Some people say movie theatres are an endangered breed. With plasma screens expanding and Blu-Ray discs packing in more resolution, why pay to watch movies in a dark, crowded room with sticky floors? Ah, but that's the rub: the darkness and the crowd are precisely the point (but the sticky floor I can do without).
I read a fascinating book recently called Behind the Seen: How Walter Murch Edited Cold Mountain Using Apple's Final Cut Pro and What This Means for Cinema. As a technical look at nonlinear editing, the book (published in 2004)is already badly dated. Thankfully, BTS also delves into the fertile mind of Murch, a postproduction legend (if such a thing exists).
Waxing philosophic before a test screening, Murch discusses his theories about the theatrical movie-going experience. To paraphrase (badly), the audience is a force multiplier, carrying a collection of human lives and experiences into the vacuum of a theatre. When a film is projected through the prism of an audience, it takes on dimensions of meaning that aren't ingrained in the celluloid. Put simply, it's a different movie in the theatre than it is in your living room. Unless your living room holds a few hundred people.
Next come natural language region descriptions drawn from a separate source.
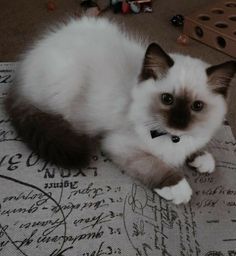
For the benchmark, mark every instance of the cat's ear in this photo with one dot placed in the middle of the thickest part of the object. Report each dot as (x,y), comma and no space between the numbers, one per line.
(220,76)
(156,63)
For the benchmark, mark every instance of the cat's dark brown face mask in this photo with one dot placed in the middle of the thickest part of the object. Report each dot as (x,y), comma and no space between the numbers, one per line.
(178,111)
(181,110)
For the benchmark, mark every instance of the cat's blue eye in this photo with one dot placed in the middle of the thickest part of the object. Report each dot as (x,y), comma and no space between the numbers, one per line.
(197,106)
(167,98)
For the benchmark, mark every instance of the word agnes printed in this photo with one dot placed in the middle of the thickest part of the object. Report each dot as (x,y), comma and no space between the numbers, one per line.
(17,161)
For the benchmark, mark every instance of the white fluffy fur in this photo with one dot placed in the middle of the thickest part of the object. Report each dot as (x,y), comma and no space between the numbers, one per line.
(88,72)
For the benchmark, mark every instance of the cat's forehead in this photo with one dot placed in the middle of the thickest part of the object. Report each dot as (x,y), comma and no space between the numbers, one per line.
(186,77)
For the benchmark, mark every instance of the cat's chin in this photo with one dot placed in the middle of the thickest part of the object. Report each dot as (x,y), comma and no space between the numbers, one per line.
(174,132)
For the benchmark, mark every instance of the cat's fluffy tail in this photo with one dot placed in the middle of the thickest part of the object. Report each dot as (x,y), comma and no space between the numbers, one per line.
(49,135)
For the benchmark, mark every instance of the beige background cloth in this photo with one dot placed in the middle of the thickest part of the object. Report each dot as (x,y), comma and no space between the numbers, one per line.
(99,210)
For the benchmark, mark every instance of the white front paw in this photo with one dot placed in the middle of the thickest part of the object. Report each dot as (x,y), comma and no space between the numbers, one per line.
(204,163)
(179,193)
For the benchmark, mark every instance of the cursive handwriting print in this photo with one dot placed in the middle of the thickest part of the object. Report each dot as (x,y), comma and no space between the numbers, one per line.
(95,211)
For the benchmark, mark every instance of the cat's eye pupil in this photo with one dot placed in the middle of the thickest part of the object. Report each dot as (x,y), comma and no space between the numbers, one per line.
(167,98)
(197,105)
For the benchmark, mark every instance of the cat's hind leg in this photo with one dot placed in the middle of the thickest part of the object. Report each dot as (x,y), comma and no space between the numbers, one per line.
(202,162)
(150,170)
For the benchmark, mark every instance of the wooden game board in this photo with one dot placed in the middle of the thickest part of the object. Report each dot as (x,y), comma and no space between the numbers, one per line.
(214,25)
I was reminded of Murch's theory on Tuesday night, when Afghan first screened for a real audience. A film that had become flat and lifeless on my editing screen was suddenly alive. And very funny. We got laughs - long and loud - in all the right places, and a few I wasn't expecting.
It wasn't simply a case of novelty. I've watched the film dozens of times now, and hadn't laughed since perhaps the second rough cut. But on Tuesday, I laughed. Surrounded by an audience, part of a collective (Borg-like?) consciousness, I couldn't help laughing on cue. I even discovered new places to laugh, lines I didn't know were funny.
None of this is to suggest Afghan is comedy gold (Gold, Jerry, GOLD!). Tuesday's experience just reminded me how essential the audience is to filmmaking, and what would be lost if movie theatres ever become obsolete.
(Oh, and congratulations to Pardis Parker, writer, producer, and director of Afghan. Congrats also to the filmmakers behind Liberty 45, The Scavengers, For Wendy, Spoiled, There are Monsters, and Treevenge. And thanks to our collective consciousness, the audience who came out to watch the CBC Atlantic Shorts Gala.)